Erlendur hocha la tête et comprit qu’il n’avait aucune inquiétude à avoir quant aux réponses qu’il fournirait à Karolina si elle lui demandait pourquoi il avait parlé d’elle avec d’autres. Elle semblait prendre cela comme une forme de consécration, quelles qu’en soient les raisons. Il se rappela les paroles du professeur d’art dramatique à propos de l’ambition de Karolina, de cette célébrité qu’elle rêvait tant d’atteindre. Qu’avait-il dit au juste qu’elle voulait devenir ? Une reine de la scène ?

– Flamme d’espérance, c’était le titre. C’était une excellente pièce et c’est en effet le plus grand rôle que j’aie interprété, le sommet de ma gloire, si j’ose dire. Elle sourit. Elle n’a pas spécialement plu à la critique, ils ont trouvé que c’était un drame désuet pour ménagères. Qu’est-ce qu’ils sont pénibles parfois, les critiques. En plus, ils savent très rarement de quoi ils parlent.

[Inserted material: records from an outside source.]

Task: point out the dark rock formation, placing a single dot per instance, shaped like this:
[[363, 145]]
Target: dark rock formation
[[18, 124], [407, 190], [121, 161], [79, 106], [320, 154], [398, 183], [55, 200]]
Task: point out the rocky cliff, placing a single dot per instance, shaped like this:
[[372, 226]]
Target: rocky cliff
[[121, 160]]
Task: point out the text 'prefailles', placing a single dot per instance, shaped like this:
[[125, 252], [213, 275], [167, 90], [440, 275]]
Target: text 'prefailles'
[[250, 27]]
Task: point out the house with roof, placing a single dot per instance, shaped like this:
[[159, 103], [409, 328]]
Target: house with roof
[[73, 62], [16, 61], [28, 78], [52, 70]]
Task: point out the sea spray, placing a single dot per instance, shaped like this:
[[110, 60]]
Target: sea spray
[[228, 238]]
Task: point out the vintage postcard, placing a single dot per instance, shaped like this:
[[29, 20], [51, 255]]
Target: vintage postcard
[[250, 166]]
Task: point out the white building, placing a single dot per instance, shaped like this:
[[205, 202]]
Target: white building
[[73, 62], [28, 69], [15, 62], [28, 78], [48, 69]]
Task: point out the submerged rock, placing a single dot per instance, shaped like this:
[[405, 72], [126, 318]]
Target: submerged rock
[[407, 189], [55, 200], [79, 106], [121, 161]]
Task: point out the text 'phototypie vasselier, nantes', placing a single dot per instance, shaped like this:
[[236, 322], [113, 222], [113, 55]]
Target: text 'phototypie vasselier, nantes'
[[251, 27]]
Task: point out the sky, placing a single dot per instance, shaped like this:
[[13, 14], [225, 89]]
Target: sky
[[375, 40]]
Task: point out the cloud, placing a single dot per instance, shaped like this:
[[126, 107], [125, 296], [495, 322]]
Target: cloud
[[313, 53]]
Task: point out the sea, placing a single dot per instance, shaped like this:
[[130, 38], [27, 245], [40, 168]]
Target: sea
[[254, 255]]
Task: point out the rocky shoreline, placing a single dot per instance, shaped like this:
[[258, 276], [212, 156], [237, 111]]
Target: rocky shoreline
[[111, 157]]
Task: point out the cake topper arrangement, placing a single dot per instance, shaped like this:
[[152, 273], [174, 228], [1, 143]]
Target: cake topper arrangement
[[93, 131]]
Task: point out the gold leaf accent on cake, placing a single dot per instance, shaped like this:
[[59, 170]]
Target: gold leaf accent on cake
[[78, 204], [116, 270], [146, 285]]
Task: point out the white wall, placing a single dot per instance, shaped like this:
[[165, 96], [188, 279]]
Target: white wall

– L’amie en question se demandait si elle ne confondait pas ce rôle avec un autre, un personnage dénommé aussi Magdalena.

– Ah bon ?

– Elle était voyante ou médium, poursuivit Erlendur.

Il guettait la réaction de Karolina, mais apparemment ses propos n’en déclenchaient aucune. Soit il faisait fausse route, soit elle était meilleure actrice qu’on ne le prétendait.

– Ça ne me dit rien, répondit-elle.

– Je ne me souviens plus du titre de la pièce, reprit Erlendur qui avait décidé de franchir un nouveau pas. Mais je me demande si ce n’était pas Le Faux Médium ou une chose de ce genre.

Karolina hésita.

– Je n’en ai jamais entendu parler, fit-elle. C’était à l’affiche du théâtre national ?

– Je ne sais pas, répondit Erlendur. Cette Magdalena croyait au monde des esprits, elle croyait qu’il était tout aussi réel que nous deux, ici, dans votre salon.